Scout bees perform a waggle dance after finding a desirable location, like a crevice, home's eave, or knothole, for new hive placements. This dance works as a reference for other bees, indicating the distance/direction of this possible hive and if this area has a food source. And bees that waggle longer and more frequently signal an increased desirability to create a new hive in that location. Other bees then join the dance, which means they arrive at a consensus.
After the team placed the components on each kilobit, they programmed the bots via an altered version of a mathematical model based on scout bees' behavior. They then put 10-35 kilobots inside a circular arena, where they waggled around on their legs. In their experiments, the team instructed the groups of bots to express their "opinion" by flashing the LEDs, starting from red to blue to green, whenever they discovered a perfect hive spot.
Schematics of the kilobits. (Image Credit: arXiv (2023).)

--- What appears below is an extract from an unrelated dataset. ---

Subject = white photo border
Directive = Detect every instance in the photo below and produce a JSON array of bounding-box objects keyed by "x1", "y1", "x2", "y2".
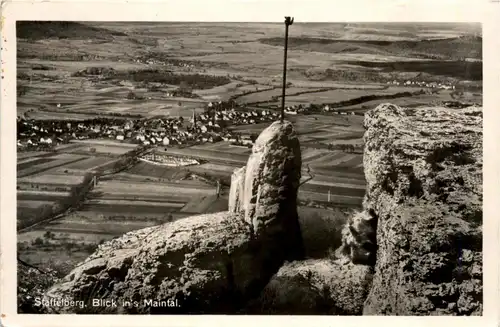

It took approximately thirty minutes for each bot cluster, despite its size and environmental density, to reach a consensus. Even with nine bytes of data transmission at once, these machines could be incredibly practical in many different industries. "Our experiments demonstrate that the kilobot swarm can collectively reach consensus decisions in a decentralized manner, akin to honeybees," Professor M. Carmen Miguel wrote in the paper.
This study could eventually lead to simple robots designed to make decisions in a decentralized, autonomous manner. Mini bots with those capabilities would then communicate with one another while monitoring body abnormalities or disease tissue. They could also be deployed in search and rescue missions too dangerous for humans to undertake. "By shedding light on this crucial layer of complexity, we emphasize the significance of factors typically overlooked but essential to living systems and life itself," wrote Miguel
I couldn't find a video. I know we all want to see one with these... I've contacted out to the researchers. Fingers crossed.